Elizabeth Musgrave said...

Big questions. I fell into what I did out of a need to provide for myself and my children and fell out of it when I had had enough of the big corporate world. Maybe J will have a go, love it for a bit and move on. There is excitement and adrenalin as well as the money, although as Fennie says, just the pursuit of money corrodes the soul. I can't imagine a child of yours settling for that.
One of mine is in publishing and one is a very new doctor. Neither was ever tempted for a single minute to do what I did, but both would love to have a go at doing what I am doing now!

Rob-bear said...

As a journalist, I wonder what is happening, and will happen, to our profession/trade. I've seen some valiant attempts to do web-based, "popular" news, and all I can say is that it represents a transition. And while blogging does give "freedom of the press to those who can't afford a press," there are real issues around quality of writing and quality of commentators. Those are the challenges of a largely-anonymous system.

And with Fennie, I don't quite see the BBC teaming up with Al Jezeera, though it would make a good match.

Our son stays at home with his two children, and is home-schooling them, while his wife has a good university position. Our daughter works in the public service. Neither is a journalist, yet both understand the value of communication. I guess that's something.

Irish Eyes said...

Love this Jane; you have hit so many nails on so many heads accurately! I remember thirty years ago, one of the foremost Irish reporters [Irish Times] telling me that the business of reporters is to report the facts and let the public make up its own mind about any given item.

Nowadays with Twitter making papers almost obsolete, as you so rightly point out, and reporters under the impression that [and this includes those would be boffins who deliver the news to us] a sneer on their face, and a raised eyebrow they are better and more intellectual than those people and "items" they interview/report on. Maybe in some cases they are, but for the Love of Mike, could they let us make up our own minds on life's universal daily happenings and not give us biased reportage?

I love to sit and read my newspapers, and try to work out what the reporter is telling me, and what I, with oft-times educated guesswork, know is not the full story. Have never taken to Twitter, life needs less frenetic stress and more time to digest unbiased, straightforward reportage and not rapid dumping of more information than the human brain can assimilate and assess in seconds!
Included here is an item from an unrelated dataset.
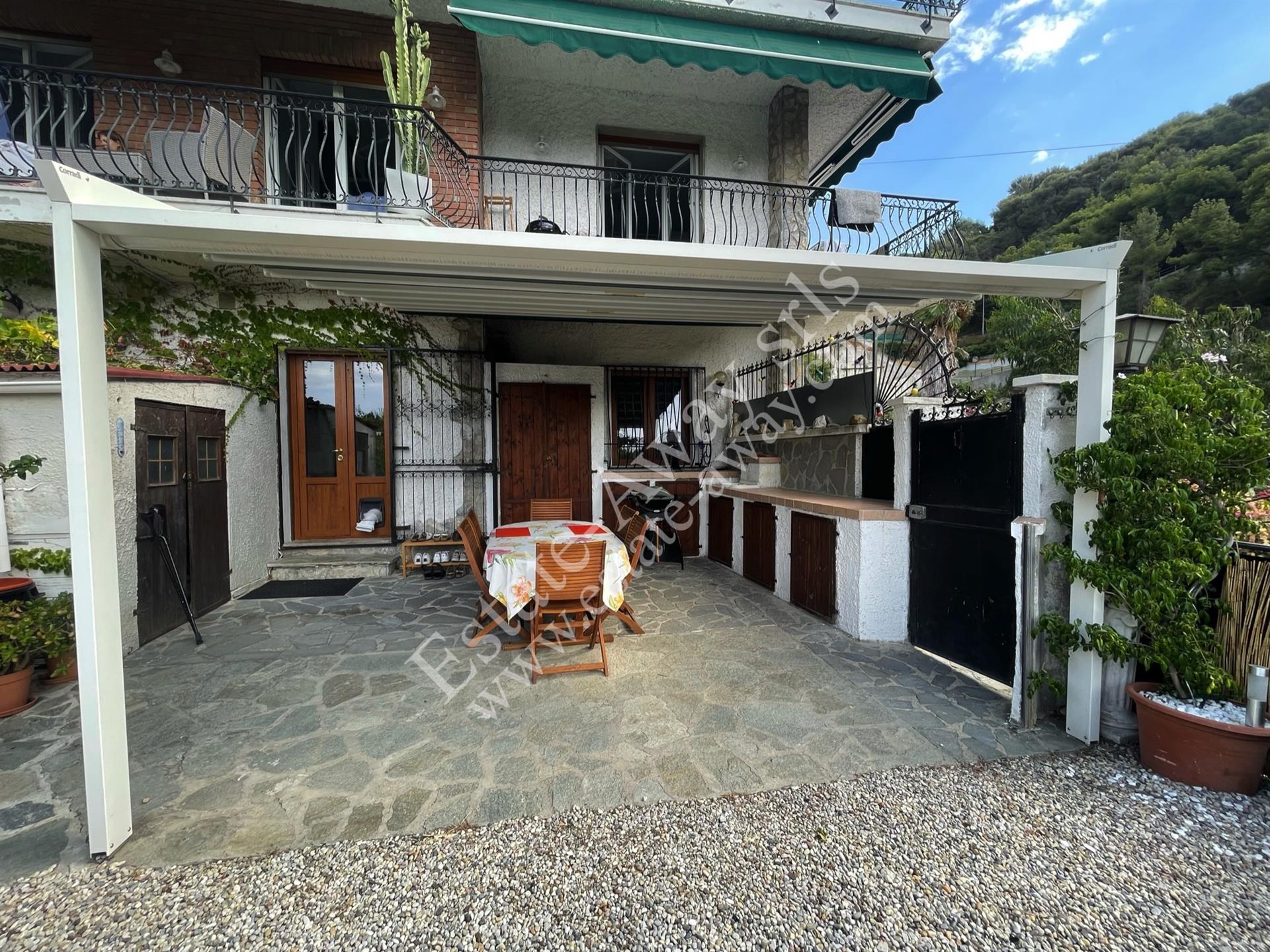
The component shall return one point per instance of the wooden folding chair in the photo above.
(634, 533)
(550, 509)
(570, 591)
(488, 607)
Rant over, thank you!

Esther Montgomery said...

Oh, it's so bothersome. No answers to any of these questions - in part because there's often not much to decide. Things just happen.
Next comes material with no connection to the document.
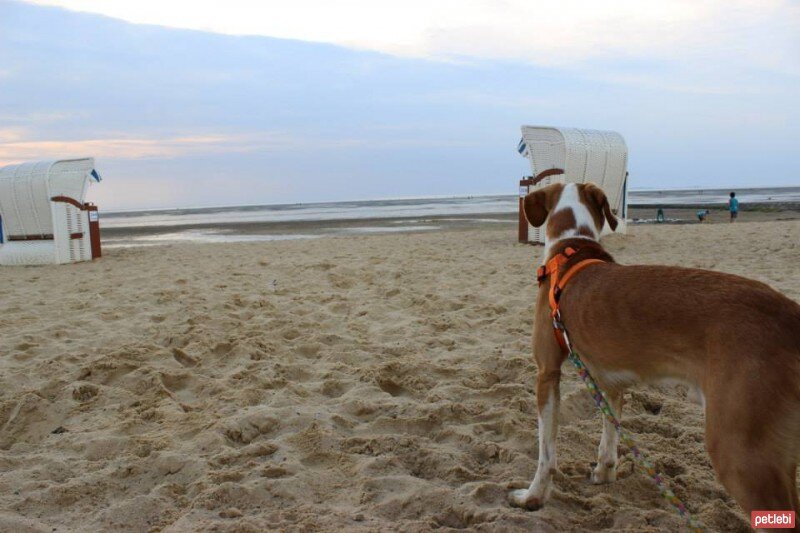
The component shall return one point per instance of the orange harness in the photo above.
(558, 281)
Don't read this as if I'm saying it in a world weary way - it's just that all the plates have been thrown in the air recently and it's not clear whether they'll stack themselves neatly as they land or smash. It's a hold-your-breath moment.

Esther

rachel said...

My son wanted to be a stunt man for most of his younger childhood years, despite a lack of interest in most physical pursuits (possibly a fantasy to annoy his mother!) then really messed up at school, which he loathed, and now lives a rather hand-to-mouth existence in London. And he seems happier than a lot of men I know, is literate, creative, opinionated and hardworking. I think a conventional education/career/marriage would have destroyed him. It was pretty hard to watch though.....

private boarding school said...

Great post, this is always an interesting topic where children are oncerned.

CAMILLA said...

Great post Jane, remember my son saying he wanted to be in printing and my first thoughts were, heck, he has not even read any books lately, even though I did read to him voraciously when he was small.

Grandson has said he want's to have a career in food, a Chef or more so even a Nutritionist, although at first he wanted to be a Mechanic, something totally different completely.!

Granddaughter said years ago she wanted to be a top Lawyer and earn big bucks like Cherie Blair..... cerikey I thought, now decided to have a career Science based.

An interesting post Jane, like Zoe's comments on changing one's career and it need not be for ever.